What is the Michigan Center for the Environment
& Children's Health (MCECH)?
The Michigan Center for the Environment &
Children's Health (MCECH - pronounced "M-Check") is one of 12
"Centers of Excellence for Children's Environmental Health" funded
by the National
Institute of Environmental Health Sciences (NIEHS) and the
U. S. Environmental
Protection Agency (EPA) for five years, beginning in the fall of
1998. MCECH is a community-based participatory research
initiative which is seeking to investigate the environmental,
pathophysiological and clinical mechanisms of childhood asthma and
to evaluate comprehensive community and household level
interventions aimed at reducing asthma-related environmental threats
to children, families and neighborhoods.
What are the aims of MCECH?
There are three projects of MCECH - two of which
have been integrated into one project called
Community Action Against Asthma (CAAA)
which is being implemented in the southwest and east sides of
Detroit, and one which is based at the University of Michigan School
of Medicine, Chemokines in the
Pathogenesis of Asthma. The three projects are engaged in
coordinated interdisciplinary research aimed at:
- increasing knowledge and behavior to reduce environmental
hazards in households and neighborhoods, thereby improving
asthma-related health status, through a community-based household
and neighborhood level intervention;
- examining the effects of daily and seasonal fluctuations in
indoor and outdoor ambient air quality on pulmonary function and
severity of asthma symptoms; and
- determining the effects of allergen-induced local, excessive
production of chemokines on redox status and innervation of the
bronchial tree.
How is MCECH unique?
- MCECH, following a set of
community-based participatory
research principles, equitably involves all partners in all
aspects of the research and intervention process and emphasizes
the local relevance of issues concerning children's environmental
health.
- MCECH's projects build upon the local
knowledge of community members, and the expertise from an
interdisciplinary team of researchers, in a collaborative effort
that is obtaining a better understanding of the indoor, outdoor
and psychosocial environmental triggers of childhood asthma, and
is implementing strategies to reduce those triggers.

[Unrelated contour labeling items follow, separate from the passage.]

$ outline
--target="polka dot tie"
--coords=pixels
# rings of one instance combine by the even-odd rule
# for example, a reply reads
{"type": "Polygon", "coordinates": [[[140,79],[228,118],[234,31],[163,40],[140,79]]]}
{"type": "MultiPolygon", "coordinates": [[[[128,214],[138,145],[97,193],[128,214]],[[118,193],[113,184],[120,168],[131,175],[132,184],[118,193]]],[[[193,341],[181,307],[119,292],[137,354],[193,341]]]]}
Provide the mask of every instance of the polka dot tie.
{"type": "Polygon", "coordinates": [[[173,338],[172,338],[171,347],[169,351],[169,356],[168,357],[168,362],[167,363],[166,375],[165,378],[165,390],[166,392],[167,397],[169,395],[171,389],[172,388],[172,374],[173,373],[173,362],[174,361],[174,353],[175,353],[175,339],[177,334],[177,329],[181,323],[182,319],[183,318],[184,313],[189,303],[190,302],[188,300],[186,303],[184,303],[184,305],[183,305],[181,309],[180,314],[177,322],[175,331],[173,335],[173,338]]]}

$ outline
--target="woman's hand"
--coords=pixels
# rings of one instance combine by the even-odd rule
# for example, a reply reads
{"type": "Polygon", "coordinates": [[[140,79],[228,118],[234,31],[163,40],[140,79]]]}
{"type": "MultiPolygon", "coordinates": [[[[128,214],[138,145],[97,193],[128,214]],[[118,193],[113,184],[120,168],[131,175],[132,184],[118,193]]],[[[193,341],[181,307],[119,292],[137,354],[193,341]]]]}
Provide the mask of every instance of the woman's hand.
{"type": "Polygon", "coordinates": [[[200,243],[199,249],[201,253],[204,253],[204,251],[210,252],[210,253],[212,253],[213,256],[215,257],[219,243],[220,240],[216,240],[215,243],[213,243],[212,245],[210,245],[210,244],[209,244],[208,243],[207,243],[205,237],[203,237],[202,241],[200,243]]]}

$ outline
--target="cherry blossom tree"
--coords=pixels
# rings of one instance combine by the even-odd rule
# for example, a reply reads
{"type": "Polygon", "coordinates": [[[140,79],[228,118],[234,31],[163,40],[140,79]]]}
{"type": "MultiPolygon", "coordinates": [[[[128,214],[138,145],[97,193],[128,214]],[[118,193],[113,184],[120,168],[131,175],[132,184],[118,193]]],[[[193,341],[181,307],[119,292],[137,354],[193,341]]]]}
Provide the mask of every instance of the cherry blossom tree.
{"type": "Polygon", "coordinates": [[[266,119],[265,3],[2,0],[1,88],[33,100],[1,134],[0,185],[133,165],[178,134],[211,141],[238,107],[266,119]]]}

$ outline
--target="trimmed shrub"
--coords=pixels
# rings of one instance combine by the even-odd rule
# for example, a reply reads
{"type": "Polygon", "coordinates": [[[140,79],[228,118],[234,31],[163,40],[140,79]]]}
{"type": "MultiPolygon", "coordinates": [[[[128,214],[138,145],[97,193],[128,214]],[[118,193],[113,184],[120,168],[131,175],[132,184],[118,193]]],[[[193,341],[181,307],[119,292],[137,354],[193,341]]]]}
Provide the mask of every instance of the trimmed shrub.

What are the benefits of MCECH?
The three projects of the Michigan Center for
the Environment and Children's Health will provide the following
benefits to the Detroit communities involved as well as to the
asthma research community:
- identification of previously undiagnosed asthmatic children;
- provision of household materials, such as vacuum cleaners and
clean bedding, aimed at reducing asthma triggers;
- education on potential asthma triggers and methods for
reducing those triggers;
- assistance to families for negotiation with landlords
regarding environmental factors in the home associated with
asthma;
- referrals to families with asthma for available and affordable
medical care;
- the collection of detailed multiple daily measures of ambient
and indoor air contaminants;
- identification of the underlying mechanisms of asthma and
potential targets for further intervention.